I. Eingeschränkte Wirkung der Anhebung der Höchstbeträge für 2021
Der Ausschluss der Anpassung der Vorauszahlungen und des vorläufigen Verlustrücktrags bezogen auf das Jahr 2020 hat zur Konsequenz, dass die Anhebung der Höchstbeträge für 2021 aktuell keine Liquiditätsstärkung der notleidenden Unternehmen bewirkt. Unternehmen können die Höchstbeträge über den § 10d EStG erst in der Zukunft im Rahmen der Veranlagungen der Steuererklärungen 2020 und 2021 nutzen. Die Veranlagungen für 2020 und 2021 dürften frühestens in den Jahren 2022 und 2023 erfolgen.
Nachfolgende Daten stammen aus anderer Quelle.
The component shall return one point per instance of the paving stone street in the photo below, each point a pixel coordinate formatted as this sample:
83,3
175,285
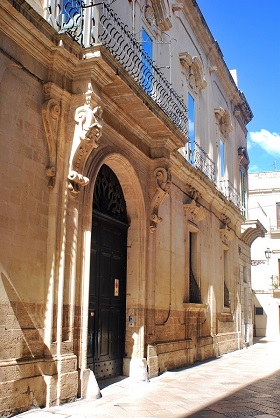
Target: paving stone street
245,383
Selbst zukünftig dürfte die Anhebung der Höchstbeträge für 2021 von geringer Bedeutung sein: Der § 10d EStG ermöglicht lediglich einen Verlustrücktrag auf den vorangegangenen Veranlagungszeitraum. Daher könnten Steuerpflichtige etwaige Verluste aus 2021 bis zu 10 Mio. bzw. 20 Mio. künftig nur mit einem Gesamtbetrag der Einkünfte aus 2020 verrechnen. Diese Verrechnung bewirkt nur dann eine Steuerentlastung, wenn die Steuerpflichtigen das Veranlagungsjahr 2020 mit einem positiven zu versteuernden Einkommen und damit einer Steuerfestsetzung für 2020 abschließen. Ob betroffene Unternehmer dies tatsächlich erwarten können, erscheint angesichts des Krisenjahres 2020 zumindest fraglich.
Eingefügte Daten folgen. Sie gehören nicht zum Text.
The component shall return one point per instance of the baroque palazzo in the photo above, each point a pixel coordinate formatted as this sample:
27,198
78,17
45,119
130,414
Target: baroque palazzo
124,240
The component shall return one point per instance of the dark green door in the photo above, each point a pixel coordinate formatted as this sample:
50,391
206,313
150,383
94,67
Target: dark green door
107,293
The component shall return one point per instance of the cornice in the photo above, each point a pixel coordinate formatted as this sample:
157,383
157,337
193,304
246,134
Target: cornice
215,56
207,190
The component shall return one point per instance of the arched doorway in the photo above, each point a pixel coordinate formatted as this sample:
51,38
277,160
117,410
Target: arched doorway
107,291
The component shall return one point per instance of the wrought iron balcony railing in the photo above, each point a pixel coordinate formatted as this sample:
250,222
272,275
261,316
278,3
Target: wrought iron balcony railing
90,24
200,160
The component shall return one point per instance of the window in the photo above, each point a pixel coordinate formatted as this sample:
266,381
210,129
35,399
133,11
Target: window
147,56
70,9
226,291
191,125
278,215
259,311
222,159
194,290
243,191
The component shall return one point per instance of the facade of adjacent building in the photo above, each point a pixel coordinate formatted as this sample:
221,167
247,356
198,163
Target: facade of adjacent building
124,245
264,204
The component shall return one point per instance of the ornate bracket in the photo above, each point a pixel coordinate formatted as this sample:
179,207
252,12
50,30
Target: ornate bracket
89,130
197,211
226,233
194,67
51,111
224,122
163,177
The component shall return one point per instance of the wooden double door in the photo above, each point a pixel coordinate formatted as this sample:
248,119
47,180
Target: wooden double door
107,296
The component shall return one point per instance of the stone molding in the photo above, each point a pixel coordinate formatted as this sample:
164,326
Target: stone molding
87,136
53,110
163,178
Die Anhebung der Höchstbeträge für 2021 würde in der aktuellen Situation nur dann helfen, wenn der Rücktragzeitraum auf mindestens drei Jahre – bis mindestens 2018 - erweitert wird. Zusätzlich müsste für das Jahr 2021 die Möglichkeit zur Anpassung der Vorauszahlungen sowie zur Nutzung des vorläufigen Verlustrücktrags für die Vorjahre geschaffen werden. Die notleidenden Unternehmen haben die Vorauszahlungen für 2020 zur Liquiditätsschonung bereits herabgesetzt. Damit liefe eine weitere Herabsetzung der Vorauszahlungen für 2020 auf Basis des prognostizierten Verlusts für 2021 ins Leere. Darüber hinaus haben die betroffenen Steuerpflichtigen die Vorauszahlungen für 2020 bereits auf 0 Euro herabgesetzt. Andernfalls hätten sie – aufgrund der Voraussetzung des § 110 EStG – keine Herabsetzung der Vorauszahlungen für 2019 erzielen können. Die allermeisten von der Krise stark gebeutelten Unternehmen haben die vereinfachte Möglichkeit zur Anpassung der Vorauszahlungen 2019 nach § 110 EStG genutzt. Demnach könnte aus den Steuerzahlungen für 2019 vielfach keine Liquidität im vereinfachten Verfahren geschöpft werden. Daher müsste mindestens der Veranlagungszeitraum 2018 zur Verlustverrechnung geöffnet werden.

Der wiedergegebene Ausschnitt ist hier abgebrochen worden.